Thankfully, we can just use signals that are already measured on-board, such as the rotational rates of the drone, motor speeds, and so on. Then we can set up a reference model, that mathematically describes how the drone and the actuators work. In other words, we essentially simulate the drone’s motion/behavior when a certain input is applied to it. This model would describe the response of a healthy drone without any faults. Then we could set up something that monitors the difference between this mathematical model of a healthy drone and our actual drone. If we do it right, the difference would be zero if our real drone is healthy because they would have the same behavior given the same input. However, if the actual drone gets damaged, it will exhibit a different behavior than our healthy model.

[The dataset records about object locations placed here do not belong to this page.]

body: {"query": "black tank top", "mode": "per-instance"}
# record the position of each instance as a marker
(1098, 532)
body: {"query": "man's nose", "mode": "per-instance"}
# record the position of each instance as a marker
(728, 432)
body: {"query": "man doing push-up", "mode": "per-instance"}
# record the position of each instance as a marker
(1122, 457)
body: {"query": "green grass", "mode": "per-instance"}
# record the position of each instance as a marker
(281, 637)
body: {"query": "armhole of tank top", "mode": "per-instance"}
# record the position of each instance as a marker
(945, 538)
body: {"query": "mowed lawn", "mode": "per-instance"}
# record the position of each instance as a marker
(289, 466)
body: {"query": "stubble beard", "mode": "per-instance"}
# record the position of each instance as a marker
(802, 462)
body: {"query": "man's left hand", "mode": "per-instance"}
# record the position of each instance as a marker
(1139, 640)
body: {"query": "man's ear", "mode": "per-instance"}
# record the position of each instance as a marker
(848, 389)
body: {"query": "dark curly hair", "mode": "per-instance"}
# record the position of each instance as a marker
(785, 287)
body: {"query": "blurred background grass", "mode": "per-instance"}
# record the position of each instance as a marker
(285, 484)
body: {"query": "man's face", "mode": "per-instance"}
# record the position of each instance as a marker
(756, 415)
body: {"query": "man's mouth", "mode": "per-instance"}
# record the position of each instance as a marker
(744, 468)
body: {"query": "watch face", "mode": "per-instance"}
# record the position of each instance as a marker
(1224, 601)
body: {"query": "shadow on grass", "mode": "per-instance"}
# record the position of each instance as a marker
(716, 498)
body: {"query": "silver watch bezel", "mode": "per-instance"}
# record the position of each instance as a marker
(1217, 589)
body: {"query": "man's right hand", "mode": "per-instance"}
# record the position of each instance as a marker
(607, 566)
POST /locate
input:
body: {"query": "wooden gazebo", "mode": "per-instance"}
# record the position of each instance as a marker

Sounds great, just make a model of the healthy system and we have an FDD module! Well, yes, but obtaining that model is not as easy as one would think. The behavior of a drone is highly nonlinear, tough to describe mathematically and even harder to actually identify. System idetification is a complete fields of its own and is out of the scope of this post, but we need to understand that there are a lot of trade-offs we are facing. If our model is not accurate enough it might trigger false alarms – FDD module thinks there is a failure when there isn’t – or it may fail to detect failures completely. Therefore, we need to carefully weigh what signals we need to monitor, how accurate our model needs to be to make FDD robust against disturbances and mismatch between the mathematical model and the actual drone.

But we at Fusion Engineering have conducted thorough research on various FDD method-ologies with promising results. Our tests have shown that a nonlinear adaptive Thau observer is highly capable of detecting faults and estimating actuator effectiveness values. Should it detect any discrepancies between the healthy model and the actual drone indicating a failure, it updates the control allocation unit accordingly.

The Thau observer, as discussed, needs a model of the system which means that we need to identify certain parameters to construct the model. An advantage of our implementation is that the required system identification procedure is fast and can be highly automated. It doesn’t need a full model of the drone so there’s no need to fly in wind tunnels for system identification. Furthermore, the Thau observer is a nonlinear observer that enables the utilization of fast nonlinear dynamics present in the system. The monitored signals are very sensitive to failures, which our tests have reinforced as we could see extremely fast action from the FDD unit. Furthermore, the Thau observer has a thorough stability analysis and its synthesis – constructing the gain matrices – is performed by solving a set of Linear Matrix Inequalities for which there are multiple tools available.

In conclusion

I hope I could shed some light on how AFTC systems works. It is a close collaboration between an FDD unit and a control system that performs the computation of the required control actions and allocates it to the actuators. We are working hard to integrate the described AFTC system into the Fusion Reflex flight controller and our prototype test results allow for healthy optimism for creating the most reliable flight controller on the drone market.